On Friday’s Options Action my co-panelist, chartist extraordinaire Carter Worth of Cornerstone Macro made a bullish case for the TLT, watch here:
The most interesting chart to me though was of the 10-year Treasury yield testing the downtrend that has been in place since last fall after the precipitous drop in August:
It is worth noting that just as the downtrend is not perfect, as Carter has informed me, the best lines, the ones that tend to hold up most frequently are the ones that connect the most dots. While it is not always that easy, it is worth looking where an overshoot could be and that would clearly be a re-test of the psychologically important 2% level.
Mike detailed a trade idea to capture a decline in treasury yields, thus a bounce in the TLT between now and November expiration, targeting a move back towards the mid $144s from $136.50 where it was on Friday’s close. MY comment on the trade was that short-dated options prices have risen substantially in the TLT this year, with 30-day at the money implied volatility doubling since the Spring… options prices were too cheap in May at 7% IV and now at 15% they are clearly pricing in a good deal of movement, nearly 2% in the TLT a day.
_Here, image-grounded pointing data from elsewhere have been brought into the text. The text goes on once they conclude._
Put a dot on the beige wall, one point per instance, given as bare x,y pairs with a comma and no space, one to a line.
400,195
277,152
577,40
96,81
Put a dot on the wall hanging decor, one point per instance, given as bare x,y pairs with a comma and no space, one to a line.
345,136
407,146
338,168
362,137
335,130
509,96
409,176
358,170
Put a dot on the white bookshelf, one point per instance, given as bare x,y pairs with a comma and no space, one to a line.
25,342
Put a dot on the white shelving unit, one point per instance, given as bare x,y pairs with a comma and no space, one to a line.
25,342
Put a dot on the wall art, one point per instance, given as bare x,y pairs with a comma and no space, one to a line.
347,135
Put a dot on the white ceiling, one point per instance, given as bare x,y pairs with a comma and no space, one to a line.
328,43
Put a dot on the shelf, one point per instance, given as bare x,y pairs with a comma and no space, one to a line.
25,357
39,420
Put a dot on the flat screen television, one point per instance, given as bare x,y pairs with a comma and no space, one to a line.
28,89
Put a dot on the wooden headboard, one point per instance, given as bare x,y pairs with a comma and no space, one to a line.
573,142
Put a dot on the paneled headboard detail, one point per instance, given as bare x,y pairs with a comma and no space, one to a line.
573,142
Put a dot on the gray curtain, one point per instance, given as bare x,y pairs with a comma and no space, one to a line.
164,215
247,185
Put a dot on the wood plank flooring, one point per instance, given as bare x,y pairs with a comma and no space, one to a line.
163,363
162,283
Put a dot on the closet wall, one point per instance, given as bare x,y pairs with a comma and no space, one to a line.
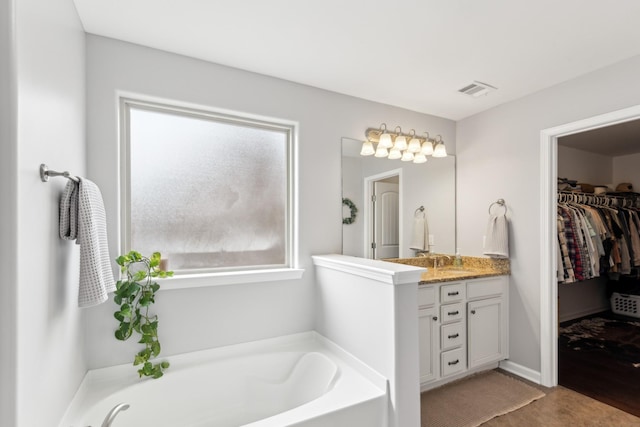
587,297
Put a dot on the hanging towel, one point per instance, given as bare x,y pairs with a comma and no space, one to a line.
83,219
497,237
420,232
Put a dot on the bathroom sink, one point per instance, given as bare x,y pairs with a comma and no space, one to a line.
454,271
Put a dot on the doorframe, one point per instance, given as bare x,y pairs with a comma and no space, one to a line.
548,229
368,212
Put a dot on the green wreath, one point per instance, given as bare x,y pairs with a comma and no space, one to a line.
353,209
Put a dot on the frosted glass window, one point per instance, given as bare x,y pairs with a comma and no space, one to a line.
209,192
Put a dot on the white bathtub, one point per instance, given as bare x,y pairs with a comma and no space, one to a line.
301,380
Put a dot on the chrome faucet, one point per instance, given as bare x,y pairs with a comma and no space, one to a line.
113,412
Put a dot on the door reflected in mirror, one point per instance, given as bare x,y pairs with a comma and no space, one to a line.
387,194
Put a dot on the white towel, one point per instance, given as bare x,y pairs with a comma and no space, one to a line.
497,237
83,218
420,232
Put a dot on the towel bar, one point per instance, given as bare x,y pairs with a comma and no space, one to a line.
499,202
45,173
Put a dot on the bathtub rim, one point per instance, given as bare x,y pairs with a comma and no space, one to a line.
104,381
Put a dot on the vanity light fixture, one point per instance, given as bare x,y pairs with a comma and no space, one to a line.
385,138
401,140
394,145
427,146
415,145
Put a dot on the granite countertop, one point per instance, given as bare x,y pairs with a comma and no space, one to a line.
472,267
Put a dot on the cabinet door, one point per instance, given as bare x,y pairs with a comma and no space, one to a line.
429,330
485,331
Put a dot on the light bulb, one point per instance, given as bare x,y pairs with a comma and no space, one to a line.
367,149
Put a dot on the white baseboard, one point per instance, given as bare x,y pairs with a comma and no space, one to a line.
521,371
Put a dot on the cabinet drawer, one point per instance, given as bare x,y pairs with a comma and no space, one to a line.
452,293
453,361
426,296
452,335
485,287
451,312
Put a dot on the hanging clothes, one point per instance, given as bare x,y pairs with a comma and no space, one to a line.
595,237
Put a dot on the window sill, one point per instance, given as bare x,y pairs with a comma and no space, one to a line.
229,278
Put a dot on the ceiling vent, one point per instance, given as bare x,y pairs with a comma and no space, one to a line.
477,89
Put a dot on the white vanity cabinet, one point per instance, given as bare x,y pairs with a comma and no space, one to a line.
428,326
463,327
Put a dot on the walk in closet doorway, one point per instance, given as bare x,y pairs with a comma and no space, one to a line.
598,240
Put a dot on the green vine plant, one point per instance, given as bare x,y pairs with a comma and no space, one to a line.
135,293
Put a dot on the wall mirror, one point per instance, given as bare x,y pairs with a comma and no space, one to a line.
406,187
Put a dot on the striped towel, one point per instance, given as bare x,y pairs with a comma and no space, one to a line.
497,237
83,219
420,232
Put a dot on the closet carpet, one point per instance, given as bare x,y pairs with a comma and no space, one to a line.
599,356
471,401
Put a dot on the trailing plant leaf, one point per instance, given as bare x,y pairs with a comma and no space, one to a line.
135,293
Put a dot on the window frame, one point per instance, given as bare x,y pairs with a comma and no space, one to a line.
213,276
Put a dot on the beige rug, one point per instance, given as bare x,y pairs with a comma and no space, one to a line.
472,401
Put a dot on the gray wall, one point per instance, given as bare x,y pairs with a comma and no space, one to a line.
200,318
498,156
45,326
8,235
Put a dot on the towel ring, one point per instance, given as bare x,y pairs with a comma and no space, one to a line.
499,202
If I were inclined to play for a re-test of the recent highs in TLT I might consider the following trade idea in Dec expiration:
Bullish Trade Idea: TLT ($138) Buy Dec 140 – 150 call spread for $2
-Buy to open 1 Dec 140 call for $2.75
-Sell to open 1 Dec 150 call at 75 cents
Break-even on Dec expiration:
Profits of up to $8 between 142 and 150 with max gain of 8 above 150
Losses of up to 2 between 140 and 142 with max loss of 2 below 140
Rationale: this trade idea risks 1.5% of the etf price, breaks-even up 3% and offers a max payout that is 4x the premium at risk if the ETF is up 8.7% in three months, just above the recent highs. This is a favorable risk-reward for those who have a conviction that rates turn back lower.